En este contexto, cabe interrogarse sobre cómo medir la calidad educativa. En qué medida los estándares legitimados socialmente contemplan cuestiones tan medulares para las sociedades del presente y del futuro como la creatividad, el pensamiento crítico, la empatía, la capacidad de trabajo en equipo y muchas otras imposibles de cuantificar en una medición numérica. Si bien es cierto que son muchas las instituciones que más allá de la currícula desestructuran pautas y tratan de flexibilizar lo que establecen los programas educativos, lo que se les exige a los educadores está normatizado y sigue rigiéndose por pautas de evaluación rígidas. Como si la escuela hubiera quedado vieja.
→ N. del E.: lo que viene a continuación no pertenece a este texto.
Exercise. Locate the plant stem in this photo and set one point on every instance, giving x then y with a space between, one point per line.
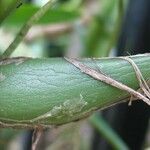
107 132
20 36
9 10
53 91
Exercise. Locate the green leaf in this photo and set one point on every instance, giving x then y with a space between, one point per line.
22 14
52 91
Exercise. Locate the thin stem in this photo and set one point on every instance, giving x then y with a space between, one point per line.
20 36
44 92
10 8
115 34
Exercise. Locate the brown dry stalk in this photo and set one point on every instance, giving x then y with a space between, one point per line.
104 78
143 84
36 137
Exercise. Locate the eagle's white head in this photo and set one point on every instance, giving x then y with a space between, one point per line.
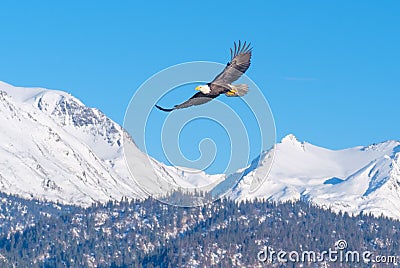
205 89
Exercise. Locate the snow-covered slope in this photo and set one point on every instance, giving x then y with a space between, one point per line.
358 179
54 147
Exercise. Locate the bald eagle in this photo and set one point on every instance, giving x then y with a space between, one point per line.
222 83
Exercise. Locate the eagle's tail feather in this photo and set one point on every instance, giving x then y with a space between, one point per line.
164 109
238 90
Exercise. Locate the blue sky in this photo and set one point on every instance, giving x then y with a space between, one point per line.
330 70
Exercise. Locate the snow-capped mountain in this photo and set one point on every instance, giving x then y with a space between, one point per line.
54 147
353 180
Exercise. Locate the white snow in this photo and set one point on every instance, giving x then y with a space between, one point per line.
353 180
54 147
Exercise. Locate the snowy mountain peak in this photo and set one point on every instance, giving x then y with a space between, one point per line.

Llama la atención que los responsables de la prueba Pisa trabajaron junto con expertos en ampliar el espectro de lo evaluado incluyendo una evaluación cognoscitiva sobre la capacidad de los alumnos de discernir conceptos relacionados con la globalización y un cuestionamiento sobre creencias y hábitos y los principales países del mundo optaron por no participar de esa parte de la evaluación bajo el argumento de no contar con elementos suficientes para garantizar la rigurosidad de la ponderación. Como si aquello que fuera más difícil de cuantificar fuera menos importante.

Mientras se perpetúa la búsqueda estéril de resultados y la validación numérica que aportan varios de los rankings internacionales desvela a funcionarios y teóricos de la educación, hay algunos sistemas educativos que han dado el salto de calidad deseado y enfocan sus programas en el trabajo por proyectos, conexión con la vida real, diseño, aprendizaje cooperativo, autoevaluación y educación emocional, por sólo señalar algunos ejes comunes. Este es un dato auspicioso, pero aún resulta excepcional.

Quizás como lo señala en el artículo citado el director de The Global School el camino sea trabajar en esa dirección, pensando en una educación centrada en el alumno que emplee herramientas que resulten apropiadas a ese paradigma. A la luz de la realidad y de lo frustrante que resultan algunos indicadores educativos en muchas sociedades del mundo, tal vez la tarea sea pensar la escuela como un espacio donde crecer, más que donde obtener una buena nota. Una escuela que prepare ciudadanos comprometidos y competentes para enfrentar y resolver los complejos desafíos que les impondrá el futuro. Construir esa escuela es tarea de los gobiernos, de los expertos en educación, de los académicos, los mismos que hoy también se desvelan en la búsqueda de quedar mejor posicionados en un ranking que aunque prestigioso no siempre asegura la medida de la calidad respecto de lo que sus instituciones enseñan.